Шевцова собралась было уходить. Но тут я задержал ее:
— А почему он сам не зашел? Стесняется?.. Когда дисциплину нарушал — не стеснялся… Передай так: если колхоз ему дорог, пусть докажет это.
Прошло полгода. Павел Егорович Шевцов кружил, кружил, да все неподалеку от «Сеятеля». Где бы ни работал, не мог найти «подходящего» места. Вскоре с повинной пришел в правление. Заседание было бурным. Решение было лаконичным и суровым: «В приеме в члены сельхозартели имени XXII партсъезда отказать». И тогда после долгого семейного совета Шевцов подал заявление на общее собрание. Вопросов к нему — уйма. «Чем занимался эти шесть месяцев?», «Как жить думаешь дальше?», «Не опозоришься ли снова?». И на каждый Павлу пришлось отвечать. Потом начались выступления. Заговорили его друзья, не сдержалась и жена — вышла на трибуну. Корили его за слабоволие, за пристрастие к «легкой» жизни, за бесшабашность в отношениях с людьми. Словом, как говорят, с перцем продраили. А предложение одно внесли: «Принять». Правленцы, в конце концов, тоже присоединились к этому решению.
Теперь Павел Егорович Шевцов вспоминает собрание как самый тяжелый эпизод в своей жизни.
Перед тем как вступить в колхоз закуролесил Василий Шедько. Но заявление с просьбой принять в артель все же подал. А колхозники ему единогласно ответили: «Даем испытание — три месяца, заявление рассмотрим на следующем собрании…»
Ничего не поделаешь. Раз сразу по всем статьям не прошел, придется держать испытательный срок и зарабатывать право быть членом колхоза.
В нашем колхозе имени XXII партсъезда выработался своеобразный ритуал приема. Сначала бригадный совет дает характеристику заявителю, потом «за» и «против» взвешивает правление, только затем наступает черед собранию. Между первой и последней инстанцией проходит месяца три-четыре. Человек на виду у всех трудится, живет. К нему изучающе присматриваются, подмечают и хорошее и плохое. К собранию вступающий готовится, как к большому экзамену. Для него это и причащение к коллективу, и ответственный момент в жизни.

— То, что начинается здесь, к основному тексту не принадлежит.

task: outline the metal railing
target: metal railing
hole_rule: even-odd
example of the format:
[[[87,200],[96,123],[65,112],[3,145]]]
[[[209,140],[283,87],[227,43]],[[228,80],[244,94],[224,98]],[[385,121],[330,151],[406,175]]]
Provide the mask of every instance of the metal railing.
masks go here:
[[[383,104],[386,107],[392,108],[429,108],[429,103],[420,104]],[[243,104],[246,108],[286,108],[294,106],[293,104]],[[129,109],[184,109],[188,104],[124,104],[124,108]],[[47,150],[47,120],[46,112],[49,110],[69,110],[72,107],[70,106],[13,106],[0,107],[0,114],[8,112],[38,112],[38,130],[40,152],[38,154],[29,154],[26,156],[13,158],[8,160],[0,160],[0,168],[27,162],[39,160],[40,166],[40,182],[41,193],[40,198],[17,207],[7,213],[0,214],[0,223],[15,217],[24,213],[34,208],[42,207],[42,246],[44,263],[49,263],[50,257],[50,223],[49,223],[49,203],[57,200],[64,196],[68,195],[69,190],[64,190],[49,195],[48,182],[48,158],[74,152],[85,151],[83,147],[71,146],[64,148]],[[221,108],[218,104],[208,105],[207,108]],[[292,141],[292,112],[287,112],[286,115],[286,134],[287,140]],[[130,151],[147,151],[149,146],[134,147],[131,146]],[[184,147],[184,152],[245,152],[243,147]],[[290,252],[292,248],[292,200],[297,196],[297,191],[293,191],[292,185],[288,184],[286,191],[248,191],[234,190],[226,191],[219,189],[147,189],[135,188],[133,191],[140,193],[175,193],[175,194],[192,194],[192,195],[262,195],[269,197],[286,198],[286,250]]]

Прием начинается со знакомства с биографией вступающего. Когда она складная да заметная — тут проще. Льется себе рассказ, без сучка, без задоринки. А если темным пятном ложится на настоящее? Тяжело, неприятно вспоминать, а надо, люди хотят знать о тебе все.
Одно собрание многим врезалось в память надолго. Все шло, как обычно. Приняли одного, другого, третьего… Потом перед сценой встал парень лет двадцати трех, угловатый такой, мнется, никак не может начать рассказ о своей жизни. Взгляд в пол уставлен, так что лица с задних рядов не рассмотреть…
— Скромный какой! — заметил кто-то из женщин.
Начал очень тихо. Сразу крики — «громче!» Он прибавил голос, он был надтреснутым, неприятным.
— Вы, граждане, извините!.. Говорить мне страшновато… Вся моя жизнь до вас была «мокрой»…
И он поведал довольно грустную историю. Зал слушал с затаенным вниманием. М. (назовем его так) десяти лет остался без матери. Отец беспробудно пил и мальчиком совсем не интересовался. Голод и бесприютность толкнули его на воровство… Долго скитался. «Услышал о колхозе имени XXII партсъезда, о хорошей жизни у вас — подался к вам. Надеюсь, не прогоните. Обещаний не даю, не могу еще ручаться за себя. Возьмете таким, как есть, на том «спасибо» скажу».